不倫・浮気

不倫・浮気は、夫婦・カップルカウンセリングで多い相談の一つです。

不倫・浮気が発覚すると、された側がした側を問い詰めます。連日、長時間にわたることもめずらしくありません。やめたくてもやめられません。その理由は後で述べます。

した側は罪の意識から応じますが、それでも続くと疲弊します。「本当に申し訳ないと思っている」「しかし、終わったこと」「今後裏切るようなことはしない」「前向きな話をしたい」と訴えます。

残念ながら、そのようにはいきません。

『された側』と『した側』の決定的な違い

『した側』にとっては、発覚して白状したことにより、不倫は終結しました。抱えていたかもしれない後ろめたい気持ちはなくなりました。ある意味スッキリしているかもしれません。人によっては、パートナー以外から好意を持たれる経験によって、自尊感情が高まったかもしれません。

『された側』にとっては、価値観が一変する経験です。自分の存在価値がないと感じさせられる体験です。これまで、世間の人たちや世界は、概ね安心・安全だと思って生きてきました。それらがとても危険なものに変わる体験です。安心・安全な毎日が危険な毎日に変わる体験です。

修復を決めた瞬間、『した側』はスタートラインに立っています。『された側』がいるのは、スタートラインの遙か後ろです。

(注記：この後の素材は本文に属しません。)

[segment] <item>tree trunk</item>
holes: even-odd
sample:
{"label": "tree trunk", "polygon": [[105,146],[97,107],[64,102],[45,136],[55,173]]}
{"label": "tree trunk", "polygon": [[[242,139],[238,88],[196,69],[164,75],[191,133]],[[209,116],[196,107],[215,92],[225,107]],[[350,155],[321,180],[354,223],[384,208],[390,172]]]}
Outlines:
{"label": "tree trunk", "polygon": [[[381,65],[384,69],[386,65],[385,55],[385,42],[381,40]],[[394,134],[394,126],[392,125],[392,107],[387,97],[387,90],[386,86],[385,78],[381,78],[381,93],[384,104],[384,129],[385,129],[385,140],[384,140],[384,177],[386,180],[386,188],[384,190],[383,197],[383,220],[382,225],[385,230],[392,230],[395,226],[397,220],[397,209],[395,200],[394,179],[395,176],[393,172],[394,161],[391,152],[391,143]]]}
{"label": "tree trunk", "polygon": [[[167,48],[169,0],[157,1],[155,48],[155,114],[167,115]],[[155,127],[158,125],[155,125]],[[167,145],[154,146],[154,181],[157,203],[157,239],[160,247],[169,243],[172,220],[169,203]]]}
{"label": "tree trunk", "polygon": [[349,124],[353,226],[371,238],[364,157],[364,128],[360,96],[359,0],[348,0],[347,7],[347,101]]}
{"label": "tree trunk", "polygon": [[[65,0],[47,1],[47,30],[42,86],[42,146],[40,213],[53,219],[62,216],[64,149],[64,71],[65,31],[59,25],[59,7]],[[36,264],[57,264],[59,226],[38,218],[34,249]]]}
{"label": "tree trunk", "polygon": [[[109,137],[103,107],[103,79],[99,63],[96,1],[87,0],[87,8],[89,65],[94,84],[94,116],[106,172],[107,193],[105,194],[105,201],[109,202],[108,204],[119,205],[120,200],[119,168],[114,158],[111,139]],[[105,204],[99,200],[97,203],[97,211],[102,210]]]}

『された側』がスタートラインにたどり着くには、心の傷のケアが必要です。そのためには、心の傷がどのようなものかを理解する必要があります。

『された側』の心の傷

トラウマとは

された側の苦しみを理解するには、トラウマ(心的外傷)の理解が役立ちます。本当のトラウマとは、「○○がトラウマで〜」と日常会話で話すような軽いものではありません。生死に関わるような危険など、強烈な恐怖体験による心の傷です。

トラウマによる心の病は、PTSD(心的外傷後ストレス障害)として知られています。その定義を紹介します。

生死にかかわるような実際の危険にあったり、死傷の現場を目撃したりするなどの体験によって強い恐怖を感じ、それが記憶に残ってこころの傷(トラウマ)となり、何度も思い出されて当時と同じような恐怖を感じ続けるという病気です。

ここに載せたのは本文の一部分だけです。